Editor’s Note: Our review of 100 Bloody Acres originally ran during this year’s inaugural Stanley Film Fest, but we’re running it again now as the movie hits VOD and limited theatrical release starting June 28, 2013.
It’s been said before (by me) that the horror/comedy hybrid is one of the toughest genre mash-ups to get right. More often than not one of the two suffers as the filmmakers focus on one to the detriment of the other. It’s not that the two need to be equally represented, but they need to be equally sincere.
A recent and rare example of one that succeeds is the new Australian film, 100 Bloody Acres. It’s a very funny comedy through and through, but it never shies away from the red stuff.

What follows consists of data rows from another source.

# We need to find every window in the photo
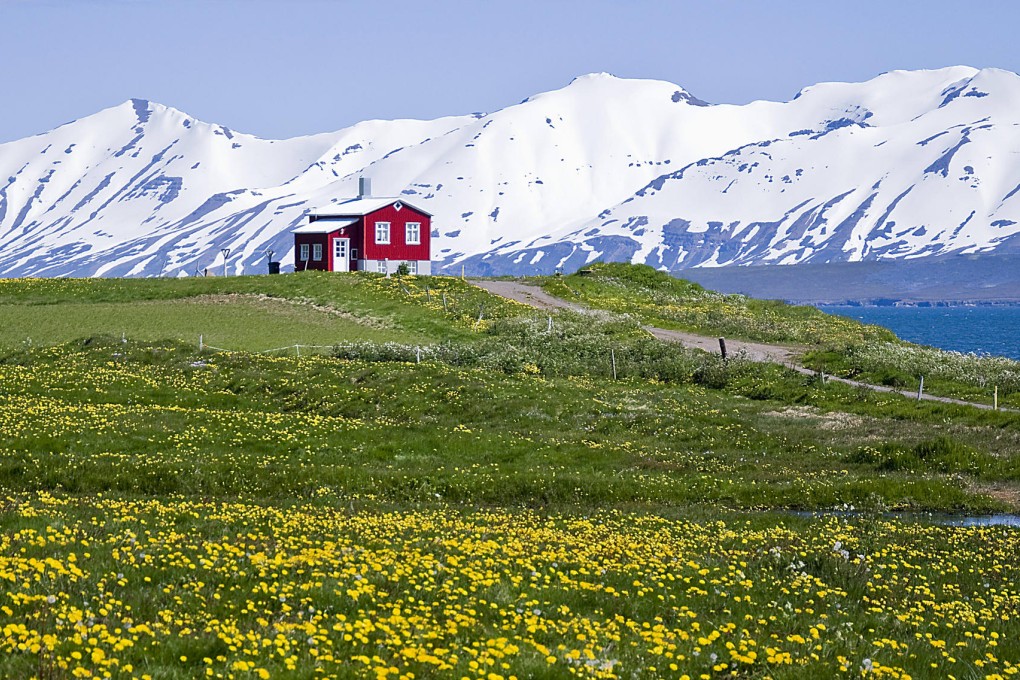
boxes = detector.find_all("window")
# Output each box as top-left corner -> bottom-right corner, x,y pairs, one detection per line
404,222 -> 421,246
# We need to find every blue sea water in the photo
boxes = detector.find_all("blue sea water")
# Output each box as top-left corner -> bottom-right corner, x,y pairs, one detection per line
819,305 -> 1020,360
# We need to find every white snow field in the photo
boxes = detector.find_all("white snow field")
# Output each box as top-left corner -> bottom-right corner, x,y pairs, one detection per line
0,66 -> 1020,276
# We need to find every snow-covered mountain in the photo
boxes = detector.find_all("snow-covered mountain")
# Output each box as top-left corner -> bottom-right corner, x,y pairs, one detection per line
0,66 -> 1020,276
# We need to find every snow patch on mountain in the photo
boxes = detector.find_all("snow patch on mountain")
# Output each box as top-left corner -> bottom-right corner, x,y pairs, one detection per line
0,66 -> 1020,276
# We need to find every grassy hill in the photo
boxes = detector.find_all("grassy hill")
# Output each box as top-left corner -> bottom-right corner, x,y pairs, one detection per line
0,269 -> 1020,678
537,263 -> 1020,408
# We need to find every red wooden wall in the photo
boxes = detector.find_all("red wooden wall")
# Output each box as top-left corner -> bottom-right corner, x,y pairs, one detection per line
352,205 -> 432,262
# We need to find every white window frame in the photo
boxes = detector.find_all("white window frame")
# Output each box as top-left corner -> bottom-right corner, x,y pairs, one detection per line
404,222 -> 421,246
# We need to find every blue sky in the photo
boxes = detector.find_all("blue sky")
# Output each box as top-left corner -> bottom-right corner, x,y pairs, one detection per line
0,0 -> 1020,142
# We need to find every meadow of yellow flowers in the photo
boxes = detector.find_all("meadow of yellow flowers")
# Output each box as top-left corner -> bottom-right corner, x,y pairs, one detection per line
0,492 -> 1020,679
0,277 -> 1020,680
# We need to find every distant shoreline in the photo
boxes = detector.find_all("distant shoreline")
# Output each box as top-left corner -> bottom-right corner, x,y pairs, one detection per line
672,253 -> 1020,307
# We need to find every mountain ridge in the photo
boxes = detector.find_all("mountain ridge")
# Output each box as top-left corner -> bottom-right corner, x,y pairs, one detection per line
0,66 -> 1020,276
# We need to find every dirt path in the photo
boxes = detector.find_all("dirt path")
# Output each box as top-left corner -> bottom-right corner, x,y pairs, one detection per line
471,279 -> 1020,413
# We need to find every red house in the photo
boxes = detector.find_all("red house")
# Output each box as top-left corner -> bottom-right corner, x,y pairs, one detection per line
294,177 -> 432,274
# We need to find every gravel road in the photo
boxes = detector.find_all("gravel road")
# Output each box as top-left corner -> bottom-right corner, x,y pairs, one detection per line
470,279 -> 1020,413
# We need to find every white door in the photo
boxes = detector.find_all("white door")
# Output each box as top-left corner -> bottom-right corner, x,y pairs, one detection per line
333,239 -> 351,271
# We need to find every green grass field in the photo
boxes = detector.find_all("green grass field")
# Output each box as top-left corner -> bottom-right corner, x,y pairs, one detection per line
0,271 -> 1020,680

When the going gets tough the tough get grinding, and in the Morgan Brothers’ case what they’re grinding are human bodies. They’re not murderers per se as they rely almost exclusively on accident victims, but what else are small business owners to do when they discover that humans are the secret ingredient that makes their fertilizer more popular than ever? When Reg (Damon Herriman) passes three twenty-somethings on a back road and offers to give them a lift the trio learn the lengths he and his brother Lindsay (Angus Sampson) will go to secure the necessary ingredients to satisfy their customers.

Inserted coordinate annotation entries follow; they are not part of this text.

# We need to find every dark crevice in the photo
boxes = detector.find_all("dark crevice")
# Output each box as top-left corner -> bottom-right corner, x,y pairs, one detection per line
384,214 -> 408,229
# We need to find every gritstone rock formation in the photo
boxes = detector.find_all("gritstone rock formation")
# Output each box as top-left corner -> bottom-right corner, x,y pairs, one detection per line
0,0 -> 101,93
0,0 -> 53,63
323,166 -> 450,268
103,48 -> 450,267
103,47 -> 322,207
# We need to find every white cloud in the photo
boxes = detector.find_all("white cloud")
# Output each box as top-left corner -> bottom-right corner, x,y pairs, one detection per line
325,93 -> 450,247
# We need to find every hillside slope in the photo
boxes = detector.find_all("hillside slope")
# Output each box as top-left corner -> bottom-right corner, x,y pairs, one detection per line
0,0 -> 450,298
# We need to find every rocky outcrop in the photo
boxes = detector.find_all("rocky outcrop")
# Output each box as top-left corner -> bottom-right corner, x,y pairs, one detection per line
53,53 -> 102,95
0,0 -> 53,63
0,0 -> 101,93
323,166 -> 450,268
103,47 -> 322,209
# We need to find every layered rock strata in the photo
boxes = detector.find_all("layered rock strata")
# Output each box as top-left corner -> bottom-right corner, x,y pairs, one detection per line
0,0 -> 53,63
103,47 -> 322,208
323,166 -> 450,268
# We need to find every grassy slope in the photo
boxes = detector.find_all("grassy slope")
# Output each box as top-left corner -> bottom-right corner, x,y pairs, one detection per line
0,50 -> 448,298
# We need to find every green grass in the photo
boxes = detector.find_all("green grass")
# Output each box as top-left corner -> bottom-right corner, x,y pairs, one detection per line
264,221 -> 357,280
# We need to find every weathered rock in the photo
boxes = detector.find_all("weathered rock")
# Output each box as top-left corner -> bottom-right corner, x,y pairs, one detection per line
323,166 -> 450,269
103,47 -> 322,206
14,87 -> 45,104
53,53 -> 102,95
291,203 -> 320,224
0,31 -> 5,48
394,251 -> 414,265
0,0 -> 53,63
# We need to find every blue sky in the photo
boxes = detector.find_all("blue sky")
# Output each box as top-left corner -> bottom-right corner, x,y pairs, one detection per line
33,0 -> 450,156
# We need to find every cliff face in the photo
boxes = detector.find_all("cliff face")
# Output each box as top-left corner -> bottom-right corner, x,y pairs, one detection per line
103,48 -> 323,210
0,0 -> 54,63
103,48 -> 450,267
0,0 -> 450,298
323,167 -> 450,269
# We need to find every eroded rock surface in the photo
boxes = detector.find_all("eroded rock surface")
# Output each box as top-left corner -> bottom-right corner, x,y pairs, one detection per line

James (Oliver Ackland), his girlfriend Sophie (Anna McGahan) and their friend Wesley (Jamie Kristian) are just trying to get to a big concert, but while James struggles to work up the nerve to ask Sophie to marry him she’s off canoodling with Wesley. Infidelity is far from their biggest problem now though as Lindsay can only see the dollar signs in the grue-filled buckets attached to the grinder.
Then Reg takes a liking to Sophie, and things get even more complicated.

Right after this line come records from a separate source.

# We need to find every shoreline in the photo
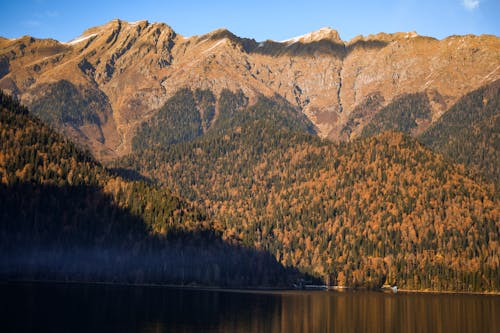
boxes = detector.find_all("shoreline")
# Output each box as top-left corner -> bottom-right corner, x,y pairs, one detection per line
0,280 -> 500,296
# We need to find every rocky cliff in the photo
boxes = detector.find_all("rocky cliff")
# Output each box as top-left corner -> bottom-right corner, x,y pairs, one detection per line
0,20 -> 500,160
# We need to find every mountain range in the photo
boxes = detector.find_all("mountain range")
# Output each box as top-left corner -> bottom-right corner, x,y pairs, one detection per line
0,20 -> 500,291
0,20 -> 500,160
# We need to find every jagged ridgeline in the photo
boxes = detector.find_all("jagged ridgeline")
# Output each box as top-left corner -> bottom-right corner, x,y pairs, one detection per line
117,87 -> 500,291
0,92 -> 303,287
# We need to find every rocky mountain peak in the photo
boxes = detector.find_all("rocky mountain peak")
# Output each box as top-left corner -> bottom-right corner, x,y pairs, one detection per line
282,27 -> 344,44
0,19 -> 500,158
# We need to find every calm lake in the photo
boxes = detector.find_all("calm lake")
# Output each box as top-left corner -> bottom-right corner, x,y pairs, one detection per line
0,283 -> 500,333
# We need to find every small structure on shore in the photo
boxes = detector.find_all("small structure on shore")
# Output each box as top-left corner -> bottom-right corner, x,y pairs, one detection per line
380,284 -> 398,294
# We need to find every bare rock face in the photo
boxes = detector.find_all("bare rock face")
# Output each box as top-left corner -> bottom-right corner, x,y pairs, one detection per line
0,20 -> 500,160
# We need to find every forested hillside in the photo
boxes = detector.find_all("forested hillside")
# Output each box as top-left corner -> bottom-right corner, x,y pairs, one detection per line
419,80 -> 500,189
118,91 -> 500,291
0,93 -> 302,287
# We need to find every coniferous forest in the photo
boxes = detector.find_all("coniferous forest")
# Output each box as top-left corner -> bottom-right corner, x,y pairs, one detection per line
0,83 -> 500,291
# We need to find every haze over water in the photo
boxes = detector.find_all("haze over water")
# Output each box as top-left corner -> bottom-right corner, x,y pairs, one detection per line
0,284 -> 500,332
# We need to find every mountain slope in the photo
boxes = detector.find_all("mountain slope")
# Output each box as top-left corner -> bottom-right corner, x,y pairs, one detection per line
0,20 -> 500,160
419,80 -> 500,192
0,92 -> 303,287
119,88 -> 500,290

Writers/directors/probably brothers Cameron and Colin Cairnes deliver an incredibly fun and bloody romp for their feature debut that manages to shake up character conventions in regard to the protagonist/antagonist distinctions. As familiar as the setup feels it’s actually Reg and Lindsay who become the most interesting characters here as the trio of potential victims drown in their own bickering.
All five of the leads manage some laughs thanks to their lively performances and the wonderfully sharp script. Herriman shines the brightest and manages to make his reluctant killer more empathetic than expected. His loyalties shift from his brother to his own heart, and his hemming and hawing along the way offers up some priceless comedy. Sampson meanwhile never cracks a smile but incites them on a regular basis thanks to his gruff but well-timed delivery.
As funny as it is there isn’t much meat to the film. To clarify, there’s plenty of meat hanging on hooks and chains, but the only character with anything resembling real depth is Reg. The others are closer to stereotypes, but that said, they’re stereotypes that shift a bit beneath their labels and are never less than entertaining.
100 Bloody Acres is extremely funny comedy for viewers who can handle bloodshed, death and yappy little dogs being kicked across the room. (No dogs were harmed in the making of this film.) Everyone does fine work here, and Herriman in particular will make you happy to see a character actor given the chance to take lead.
The Upside: Very funny; fresh take on the characters; Damon Herriman makes the most of his first lead role; catchy jingle
The Downside: Ultimately lightweight; may leave some viewers without a character to tie their allegiance to; jingle may be too catchy
On the Side: Angus Sampson (pictured above on the left), who also starred in Insidious as one of the paranormal investigators alongside Leigh Whannell, was named one of the 27 Sexiest People in 2007 by Who Weekly Magazine.